Taking the P's: Marketing Mix explained

When people thought of marketing 5 years ago, it always used to be about the 4Ps and felt very theoretical. Where as like most Marketing tools, it’s distilling things into common sense decisions. If you want to sell a boat, don’t open a boatyard in Coventry etc…

The Ps are often sneered at or seen as out of date, however I wanted to discuss that how even now they still have huge relevance on effective marketing for your business and it’s overall success.

Let’s get the definitions out the way quickly, so we are all on the same page. I’ll make these as simple as I can, even though they are quite well known, as however they can be misused, especially ‘Promotion’.

So, once upon a time there were 4P’s:

Product - what you are selling or service provided

Place - where you sell or market yourself or your products

Price - what the cost to someone is to buy your Product / service

Promotion - how you are advertising (not discounts etc… that falls under Price).

As with all theories these needed to described more succinctly and the term “Marketing Mix” was created. Which is define loosely as “all the things you have influence or control over to convince your customers to buy from you”. So simply, you can change the price; you can take your services online; change packs from 4 units to 6 units; or look for different audiences to use your products.

This “Marketing Mix” just wraps all your decisions into one statement, that sounds more complicated than it really is. If anything it was overused to make Marketeers sound like they had more relevance in a “sales led” market place back in the 70s, where their focus was on fighting to be valued or recognised within their own companies.

Then later, more smart people added 3 more…

People - you, your team, salesmen, third party retailers. Basically anyone your customer might be able to contact.

Process - The part of your service or delivery the customer know they are paying for (they may not know you source parts from multiple vendors etc…)

and the ever catchy…

Physical Evidence - No one likes to buy something and have nothing to show, so this is why insurance companies will provide certificates or even a free Meerkat toy, to give you something solid to show for your purchase.

These gave much more relevance to the need of marketeers and marketing in general. Gone had the premise that Marketing was there to support sales. If you can imagine a line with Product at one end and sales at the other. This used to be supported with Marketing in the middle. Doing the beck and call of the sales team. This process changed as marketing took the lead from sales.

The sales teams were changed to Sales & Marketing, to avoid internal confusions but the only thing that mattered was that Marketing had become more important. With the correct Marketing sales should be easier and salesman would need to be less talented (caveat “in the main”). If your marketing creates an effective call to action (how to buy) and your salesmen have the tools to capture and sign up, then business is easy. The flow of a sale had changed as the customer need became more important than the old fashioned sales approach of showcasing features.

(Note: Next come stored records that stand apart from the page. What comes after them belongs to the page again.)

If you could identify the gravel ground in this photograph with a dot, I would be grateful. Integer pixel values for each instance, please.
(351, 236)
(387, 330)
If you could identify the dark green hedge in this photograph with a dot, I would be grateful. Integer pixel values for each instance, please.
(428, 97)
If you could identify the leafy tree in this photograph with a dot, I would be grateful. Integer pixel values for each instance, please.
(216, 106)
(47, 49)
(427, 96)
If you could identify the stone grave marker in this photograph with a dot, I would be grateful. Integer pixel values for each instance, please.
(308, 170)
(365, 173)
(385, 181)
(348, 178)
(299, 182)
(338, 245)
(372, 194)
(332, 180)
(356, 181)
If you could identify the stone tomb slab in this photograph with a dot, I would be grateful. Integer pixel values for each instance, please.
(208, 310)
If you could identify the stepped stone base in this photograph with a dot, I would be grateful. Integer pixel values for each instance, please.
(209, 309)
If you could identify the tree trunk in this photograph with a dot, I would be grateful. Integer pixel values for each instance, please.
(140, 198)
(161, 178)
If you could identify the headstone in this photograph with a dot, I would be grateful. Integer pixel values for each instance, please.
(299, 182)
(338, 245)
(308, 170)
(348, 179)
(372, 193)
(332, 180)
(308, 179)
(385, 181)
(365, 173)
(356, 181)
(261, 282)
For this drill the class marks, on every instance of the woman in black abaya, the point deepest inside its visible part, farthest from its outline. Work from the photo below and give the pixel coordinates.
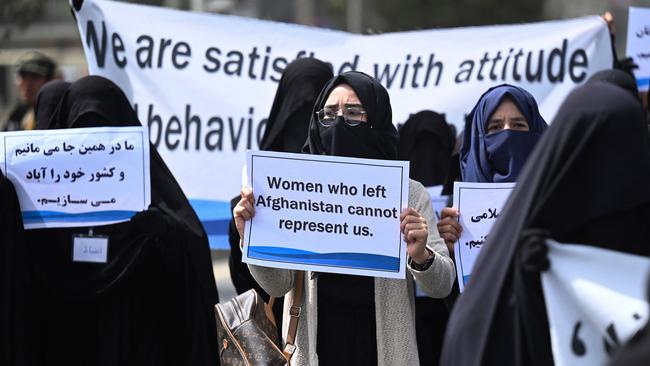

So the P’s became 7 and then 8 when the Productivity & Quality was included. This is about the quality of product or service your customer receives. To me it’s one that is easily covered in the other 7ps. Let's quickly move on.

So you might be asking how do these help me and why should you know them. Well these Ps are all still relevant, they are and will always remain part of the selling process, as well as being something every business owner considers when reviewing their business offerings on a regular basis.

However, what has changed is the audience. Long gone are the times that your customers were nice and easy to segment, all in one place or have the limitations of location/choice. So you need to work harder to market your products or services. Customers need and customer choice now dictate the landscape, no creating something and hope it will be bought. You need to asking your potential customers if they would buy your product or service, long before you’ve even started to offer it or make it. Do your research find out more about your customers, you can never learn enough.

Look at developments over the last 10 years with concepts such as kick-starter. Look at the premise. People who have an idea can watch it fail (and sometimes succeed) in record time. But it’s brilliant, have an idea, get it out there, no likes it, no harm done. Taking a punt, can be as easy as making a prototype out of paper or sketching it out on a pad. This “rapid prototyping” allows ideas to fail and be reborn based on feedback in days rather than months of waiting and spiralling costs.

For those of you who are marketing something not as flexible or suitable for something like kick-starter… this is the same as trialling, testing and pivoting (tweaking your offering when live in the market). It’s all built around the 4Ps/7Ps/8Ps, but more importantly around how well you can adapt to your customers needs.

So my views are the P’s remain as important as ever, but it’s the way you approach them that will continually change.